In this course, you will explore how comics become tool for civic engagement and craft your own research-based comic about a topic related to Atlanta’s underserved West Side (just 1.5 miles from campus).  The course will culminate in an exhibition designed to raise awareness about the issues and assets of this community.  We will be focusing on comics as a mode of inquiry and communication, so no artistic skill is required.  By the end of the course, you will be able to make thoughtful decisions about how to choose the right mode of communication–speaking, writing, or images– for a particular context.

Digital Authorship

[link to syllabus]

In the digital age, everyone is a writer: we tweet, email, post messages, pictures, and videos to Facebook, Instagram, Snapchat, and other social media sites, we create webpages or blogs or Tumblrs, and we respond to media via comments and like buttons.  How does this writing help form communities and how are those communities often in tension with one another?  What rhetorical moves do authors make on the Internet to capture audience attention?  What are some effective ways for you to break media bubbles and reach broad audiences?  In answering these questions, you will learn to be a critical consumer and powerful communicator in the digital world, which also exploring how, for better or for worse, the Internet calls into question notions of authority.

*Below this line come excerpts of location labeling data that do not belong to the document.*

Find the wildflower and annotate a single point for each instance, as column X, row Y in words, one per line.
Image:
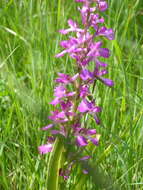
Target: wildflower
column 73, row 98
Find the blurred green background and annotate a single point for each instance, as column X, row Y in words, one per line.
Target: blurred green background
column 28, row 43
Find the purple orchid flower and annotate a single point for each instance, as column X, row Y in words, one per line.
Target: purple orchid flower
column 73, row 98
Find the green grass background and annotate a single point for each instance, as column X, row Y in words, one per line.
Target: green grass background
column 28, row 42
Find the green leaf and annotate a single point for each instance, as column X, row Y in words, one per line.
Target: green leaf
column 54, row 165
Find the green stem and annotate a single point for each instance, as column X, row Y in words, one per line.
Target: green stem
column 54, row 165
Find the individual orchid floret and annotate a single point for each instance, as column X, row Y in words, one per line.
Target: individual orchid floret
column 73, row 95
column 73, row 28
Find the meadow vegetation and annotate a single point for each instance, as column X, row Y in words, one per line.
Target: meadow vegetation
column 28, row 43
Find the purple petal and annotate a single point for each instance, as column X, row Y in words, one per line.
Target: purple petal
column 91, row 132
column 81, row 141
column 85, row 171
column 43, row 149
column 82, row 107
column 55, row 101
column 104, row 52
column 95, row 141
column 47, row 127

Designed as a hybrid course combining face-to-face sessions with online interactions, this course asks you to analyze digital texts, engage with theories of digital authorship, and become a digital author yourself.  Assignments in the course build on one another.  The postings and subsequent conversations you have with your peers on course blogs will help you develop a research topic that your will pursue through the main assignment sequence composed of 1) a case study of a moment of tension between two digital communities, 2) a research project about an issue important to one of those communities, and 3) a website with accompanying social media campaign on a selected topic.  The last of these will be completed as a group project, where you will collaborate using digital tools.  Along the way, you will write, revise, and reflect, developing a portfolio for each assignment.

Public Memorial

[link to syllabus]

Because memorials generally employ multiple forms of communication in addressing their audiences, the theme of public memorial allows us to explore communication from a broad perspective.  We will address questions such as: What counts as a memorial?  What constitutes a public?  How do memorials address the public?  What are the most effective strategies for addressing a broad audience?  and How do memorials combine different forms to communicate their messages?  In exploring the answers to these questions, we will examine many kinds of memorials from local Madison memorials to the Holocaust Museum in Israel to the 9/11 memorial towers in NYC.  We will consider some of the conversations surrounding both the Vietnam Memorial and the 9/11 memorial, and we will hold our own debate concerning a memorial design.  The culminating project for the semester will be to design and pitch your own memorial.  Over the course of the semester, we will pay close attention to the rhetorical nature of genres, and specifically writing, relevant to the idea of public memorial.  Such attention will help us recognize the social dimensions and public consequences of literacy, particularly writing.